To develop the diagnostic approach, researchers recruited 538 participants across 11 clinical sites. Approximately half the participants had a concussion reported within two weeks of starting the study; the other half of participants did not, but had conditions that might mimic concussion symptoms including anxiety, depression, attention-deficit hyperactivity disorder, exercise-related fatigue or chronic headaches.

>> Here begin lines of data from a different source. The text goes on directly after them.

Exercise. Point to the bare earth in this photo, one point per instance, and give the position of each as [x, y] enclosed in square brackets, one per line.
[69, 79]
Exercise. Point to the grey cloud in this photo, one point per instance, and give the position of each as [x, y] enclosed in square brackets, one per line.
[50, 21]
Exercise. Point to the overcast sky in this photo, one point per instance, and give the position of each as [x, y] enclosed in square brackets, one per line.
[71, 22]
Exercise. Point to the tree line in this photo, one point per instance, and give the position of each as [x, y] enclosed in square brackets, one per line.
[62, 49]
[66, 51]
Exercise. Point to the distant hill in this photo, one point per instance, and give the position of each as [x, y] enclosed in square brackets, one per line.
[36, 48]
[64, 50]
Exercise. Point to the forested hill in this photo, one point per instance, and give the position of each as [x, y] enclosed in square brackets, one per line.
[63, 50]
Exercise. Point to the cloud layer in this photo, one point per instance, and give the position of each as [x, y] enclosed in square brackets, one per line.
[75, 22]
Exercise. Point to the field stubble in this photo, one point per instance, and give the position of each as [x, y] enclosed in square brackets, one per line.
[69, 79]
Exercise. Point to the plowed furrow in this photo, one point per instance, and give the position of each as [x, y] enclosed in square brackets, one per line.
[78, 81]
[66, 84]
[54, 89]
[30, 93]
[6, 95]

The researchers used RNA sequencing to evaluate saliva samples from half of the participants, then used statistical modelling and machine learning to identify noticeable differences between the RNA profiles of participants with concussions and those without. Once they knew what RNA changes to look for, they tested more than 200 additional participants and were able to successfully identify which patients had concussions. The accuracy of the saliva approach performed favourably when compared with currently available tests involving balance and reaction time.
“This method has lots of promising applications,” Dr Hicks said. “A rapid, reliable diagnostic means that early, appropriate action can be taken to alleviate the symptoms of patients with concussions.”
Dr Hicks said the work expands upon a smaller pilot study that showed microRNA could be used to predict the duration of concussion symptoms; further effort is now needed to develop the test into a portable technology that can be used field-side by athletic trainers immediately after an injury occurs, by emergency responders at the scene of an accident or by army medics on a battlefield. He is working with Quadrant Biosciences, who recently received a grant to do a larger clinical study to validate the method and further develop the technology.